In Liberty National Life Insurance Co. v. Trammell, 33 Ala.App. 275, 33 So.2d 479, 482, considering a proviso in a policy identical to the proviso in the present policy we made the following observations:

"The policy contained the following provision: `Effective Date—This policy shall take effect on its date of issue, provided the Insured is then alive and in sound health, but not otherwise.'

"Such a proviso in the policy is a binding part of the contract of insurance, and is a warranty within the meaning of Section 6, Title 28, Code of Alabama 1940. To avoid the policy the unsound health must be such as to increase the risk of loss. Brown-Service Ins. Co. v. Wright, 32 Ala.App. 578, 28 So.2d 318; Life Ins. Co. of Virginia v. Newell, 223 Ala. 401, 137 So. 16; Independent Life Insurance Co. v. Seale, 219 Ala. 197, 121 So. 714.

"If the insured, at the time of the issuance of this policy was suffering from a disease which increased the risk of loss, the warranty in the policy as to sound health was breached, regardless of whether the insured knew of the presence of such disease. Aetna Life Ins. Co. v. Norfleet, 232 Ala. 599, 169 So. 225; New York Life Ins. Co. v. Horton, 235 Ala. 626, 180 So. 277. * * *

"Cancer is a disease which the courts judicially know increases the risk of loss and if existing at the time of the issuance of a policy containing a warranty as to sound health per se breaches such warranty. Miller v. Metropolitan Life Ins. Co., 214 Ala. 4, 106 So. 335; Aetna Life Insurance Co. v. Norfleet, supra; Life Ins. Co. of Virginia v. Mann, 28 Ala.App. 425, 186 So. 583."

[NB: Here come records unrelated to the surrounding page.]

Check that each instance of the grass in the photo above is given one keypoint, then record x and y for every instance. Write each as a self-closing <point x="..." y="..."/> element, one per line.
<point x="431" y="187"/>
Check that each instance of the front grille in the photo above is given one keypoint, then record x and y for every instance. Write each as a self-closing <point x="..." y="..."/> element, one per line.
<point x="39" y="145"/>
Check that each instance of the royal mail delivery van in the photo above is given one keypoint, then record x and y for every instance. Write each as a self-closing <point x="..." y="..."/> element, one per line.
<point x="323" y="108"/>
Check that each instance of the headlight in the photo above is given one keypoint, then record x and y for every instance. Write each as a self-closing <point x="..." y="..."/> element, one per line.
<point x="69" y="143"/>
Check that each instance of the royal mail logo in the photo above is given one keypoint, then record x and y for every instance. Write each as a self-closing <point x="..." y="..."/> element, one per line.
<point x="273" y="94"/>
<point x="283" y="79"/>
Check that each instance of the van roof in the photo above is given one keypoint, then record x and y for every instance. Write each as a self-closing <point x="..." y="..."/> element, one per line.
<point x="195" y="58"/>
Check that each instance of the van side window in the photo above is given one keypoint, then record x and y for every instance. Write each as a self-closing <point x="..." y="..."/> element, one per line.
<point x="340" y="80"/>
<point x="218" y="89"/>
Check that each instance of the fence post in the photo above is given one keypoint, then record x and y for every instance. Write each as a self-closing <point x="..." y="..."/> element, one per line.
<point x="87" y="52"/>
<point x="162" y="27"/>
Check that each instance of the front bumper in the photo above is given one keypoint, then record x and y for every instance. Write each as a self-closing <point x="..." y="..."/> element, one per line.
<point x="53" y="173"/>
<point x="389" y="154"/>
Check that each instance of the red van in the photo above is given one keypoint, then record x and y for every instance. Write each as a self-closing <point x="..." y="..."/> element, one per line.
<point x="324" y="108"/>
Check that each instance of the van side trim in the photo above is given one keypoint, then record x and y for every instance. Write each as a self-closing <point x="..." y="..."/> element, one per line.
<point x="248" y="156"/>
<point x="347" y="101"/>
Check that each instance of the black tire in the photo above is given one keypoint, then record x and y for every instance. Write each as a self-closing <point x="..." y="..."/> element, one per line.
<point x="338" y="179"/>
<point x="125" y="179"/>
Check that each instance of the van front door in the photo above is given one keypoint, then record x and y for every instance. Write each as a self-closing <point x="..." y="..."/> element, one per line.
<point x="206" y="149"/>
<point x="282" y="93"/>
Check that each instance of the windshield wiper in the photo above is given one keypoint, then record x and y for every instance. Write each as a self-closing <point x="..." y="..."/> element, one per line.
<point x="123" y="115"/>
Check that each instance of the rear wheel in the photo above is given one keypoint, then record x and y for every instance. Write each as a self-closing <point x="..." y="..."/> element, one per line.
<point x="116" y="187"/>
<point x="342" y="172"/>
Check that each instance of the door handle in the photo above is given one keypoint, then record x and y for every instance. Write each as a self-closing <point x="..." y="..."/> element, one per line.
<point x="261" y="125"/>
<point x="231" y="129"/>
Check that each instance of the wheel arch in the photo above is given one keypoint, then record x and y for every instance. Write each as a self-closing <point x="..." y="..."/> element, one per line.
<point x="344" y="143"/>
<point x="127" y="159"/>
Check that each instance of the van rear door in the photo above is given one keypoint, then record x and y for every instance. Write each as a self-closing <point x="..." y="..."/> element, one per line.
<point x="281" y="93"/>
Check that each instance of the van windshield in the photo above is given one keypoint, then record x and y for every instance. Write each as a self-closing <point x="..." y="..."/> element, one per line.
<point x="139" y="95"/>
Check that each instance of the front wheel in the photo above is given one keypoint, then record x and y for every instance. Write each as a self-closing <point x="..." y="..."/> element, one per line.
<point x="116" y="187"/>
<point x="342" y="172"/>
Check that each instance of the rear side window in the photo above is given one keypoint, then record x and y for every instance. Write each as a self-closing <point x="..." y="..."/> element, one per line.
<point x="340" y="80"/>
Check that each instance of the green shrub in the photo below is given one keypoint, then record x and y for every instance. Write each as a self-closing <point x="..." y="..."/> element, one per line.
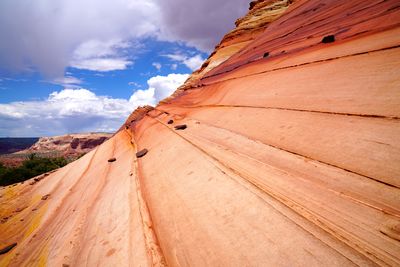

In the case of Life Insurance Co. of Virginia v. Newell, supra, 223 Ala. 401, 137 So. 18, the policy contained a provision "That no obligation is assumed by the company prior to the date and delivery of the policy, nor unless on said date the insured is alive and in sound health." When the policy was delivered the insured was sick and died shortly. The disease was not of a nature which the court knew judicially would increase the risk of loss. The plaintiff attempted to overcome the provisions as to sound health at date of delivery by showing that the local agent who solicited the insurance took the application and delivered the policy knew of insured's illness prior to delivery and assured the father of the insured that the policy would be paid in case of death. The main insistence in the case was that there was a waiver of the stipulation touching sound health. In holding that no recovery could be had on the policy, Justice Bouldin wrote: "We need not consider the rules governing waiver and estoppel in general by agents of this class. We deal only with the case in hand. Where knowledge is brought home to the applicant by the contract itself that the agent is not authorized to deliver the policy and put it into effect because of the intervening sickness of the insured (in this case a sickness terminating in death on the following day), the rule in this state is that no attempted waiver on the part of the agent is binding on the principal, the insurer. North Carolina Mutual Life Ins. Co. v. Kerley, 215 Ala. 100, 109 So. 755; Powell v. Prudential Ins. Co., 153 Ala. 611, 45 So. 208; Commonwealth Life Ins. Co. v. Wilkinson, 23 Ala. App. 561, 129 So. 300; Massachusetts Mutual Life Ins. Co. v. Crenshaw, 186 Ala. 460, 65 So. 65; Bankers' Credit Life Ins. Co. v. Ayres, 223 Ala. 407, 137 So. 23."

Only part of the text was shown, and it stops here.